Followed by Forced Perspectives and Stolen Skies.


This novel contains examples of:

  • Backup from Otherworld: The ghost of Vickery's wife intervenes to help him a few times during the climactic struggle. Thanks to one of the stranger features of the afterlife featured in the novel, he also gets assistance from the ghost of their daughter who never existed in the first place.
  • Book Ends: In the first chapter, Vickery is working one of the psychic hotspots by the side of the freeway when Santiago arrives to tell him Castine has come looking for him. In the epilogue, Vickery is in another of the hotspots when Santiago arrives to tell him Castine has come looking for him.
  • Chekhov's Hobby: It's a recurring thing that Vickery and his late wife used to go hang-gliding together, and it's mentioned once near the beginning that he made the hang-gliders himself. The climax of the novel involves him having to build a hang-glider out of improvised materials and with improvised tools in order to escape from the place where he's trapped.
  • Electromagnetic Ghosts: Ghosts can make their voices heard on radios and their faces appear in the static on an untuned analog TV set (although since the story is set after the switch to digital TV signals, the only character who has an analog TV set is a ghost peddler who keeps an old one around specifically for communicating with ghosts with).
  • Foreshadowing: In the first chapter, after reluctantly taking Castine under his wing, Vickery makes a metaphorical comment about Icarus's failing wings in the Greek myth to convey that he's not sure how long he'll be able to protect them. The supernatural menace that the plot revolves around turns out to be closely related to the myths of Daedalus and Icarus.
  • He Knows Too Much: The villain wants Vickery dead because he overheard something that might lead him to uncover the villain's plot.
  • Insistent Terminology: The members of the TUA, which attempts to study ghosts as an objective scientific phenomenon, insist on referring to them as "deleted persons".
  • I See Dead People: Ghosts can only be seen by those who have some link with someone who has become a ghost (such as being the one who killed them).
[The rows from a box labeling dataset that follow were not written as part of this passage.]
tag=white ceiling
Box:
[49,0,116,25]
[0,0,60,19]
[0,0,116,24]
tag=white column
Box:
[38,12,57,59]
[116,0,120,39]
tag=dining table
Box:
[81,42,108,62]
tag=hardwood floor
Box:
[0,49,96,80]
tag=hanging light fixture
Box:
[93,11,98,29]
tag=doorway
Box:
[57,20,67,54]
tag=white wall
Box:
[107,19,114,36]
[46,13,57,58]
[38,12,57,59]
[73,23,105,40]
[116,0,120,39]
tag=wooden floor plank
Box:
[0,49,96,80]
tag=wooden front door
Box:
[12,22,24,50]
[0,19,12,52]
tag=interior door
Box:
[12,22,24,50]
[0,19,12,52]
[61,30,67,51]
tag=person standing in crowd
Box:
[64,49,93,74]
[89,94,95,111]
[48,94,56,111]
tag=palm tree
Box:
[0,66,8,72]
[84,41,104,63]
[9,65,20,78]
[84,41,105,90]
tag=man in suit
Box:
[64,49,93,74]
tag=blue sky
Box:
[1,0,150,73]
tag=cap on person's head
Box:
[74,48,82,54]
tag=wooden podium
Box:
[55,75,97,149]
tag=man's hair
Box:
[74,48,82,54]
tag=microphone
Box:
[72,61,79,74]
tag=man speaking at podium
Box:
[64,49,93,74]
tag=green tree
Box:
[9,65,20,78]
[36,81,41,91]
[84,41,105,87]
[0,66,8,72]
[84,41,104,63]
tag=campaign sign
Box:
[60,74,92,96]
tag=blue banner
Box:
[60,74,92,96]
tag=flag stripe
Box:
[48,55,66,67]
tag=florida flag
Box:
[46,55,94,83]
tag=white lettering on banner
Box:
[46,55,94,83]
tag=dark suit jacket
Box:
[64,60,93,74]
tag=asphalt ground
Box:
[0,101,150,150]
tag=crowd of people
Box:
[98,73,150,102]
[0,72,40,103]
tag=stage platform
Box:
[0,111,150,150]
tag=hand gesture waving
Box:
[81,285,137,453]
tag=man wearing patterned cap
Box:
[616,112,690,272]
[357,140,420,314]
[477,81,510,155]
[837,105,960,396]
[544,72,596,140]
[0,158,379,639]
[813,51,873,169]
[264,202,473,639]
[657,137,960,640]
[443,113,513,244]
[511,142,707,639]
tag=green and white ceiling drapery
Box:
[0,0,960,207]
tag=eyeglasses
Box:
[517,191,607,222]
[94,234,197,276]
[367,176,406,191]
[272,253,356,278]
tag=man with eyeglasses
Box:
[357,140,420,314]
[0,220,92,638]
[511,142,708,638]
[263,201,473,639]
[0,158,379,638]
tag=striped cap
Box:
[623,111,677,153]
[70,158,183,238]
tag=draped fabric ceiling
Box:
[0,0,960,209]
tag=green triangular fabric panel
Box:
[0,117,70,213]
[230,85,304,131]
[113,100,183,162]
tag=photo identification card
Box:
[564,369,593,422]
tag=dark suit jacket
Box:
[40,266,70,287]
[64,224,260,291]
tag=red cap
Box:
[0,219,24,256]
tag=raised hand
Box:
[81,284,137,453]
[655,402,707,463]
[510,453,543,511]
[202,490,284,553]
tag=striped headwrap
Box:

People in that condition can see all ghosts, not just the particular one they're linked to, and may not be able to immediately tell that it's not a living person.
  • The Legend of Chekhov: There's a story several of the characters have heard about a man who was driving on the Los Angeles freeways in the 1960s when he drove off an exit that hadn't been there the day before and wasn't the day after and found himself in the afterlife, and eventually made it back to the world of the living with a mysterious artifact. Vickery eventually meets the man, who helps him figure out what's going on.
  • Living Memory: The ghosts are just living echoes of people who have died in mystically significant circumstances, not the actual souls of the departed.
  • No Good Deed Goes Unpunished: The whole thing started for Vickery because he saw some other Secret Service agents apparently in trouble and went to see if he could help.
  • Sequel Hook: The epilogue has Vickery and Castine discovering that their experiences have given them a new psychic ability, and going their separate ways after agreeing on a way to get back in touch if they need to. Forced Perspectives begins with one of them getting in touch with the other to arrange a meeting after their new ability apparently starts going wrong.
  • Straw Nihilist: The villain is a philosopher who believes that free will and consciousness are just illusions incidental to the deterministic physical processes that operate living bodies. And in his case, free will really has become an illusion because his attitude left him susceptible to becoming a meat puppet for something from Beyond.
  • Unusually Uninteresting Name: The villains operate out of an organization vaguely, and misleadingly, named the Transportation Utility Agency.
  • When Dimensions Collide: The climactic threat is that the irrational and immaterial otherworld is trying to merge with reality.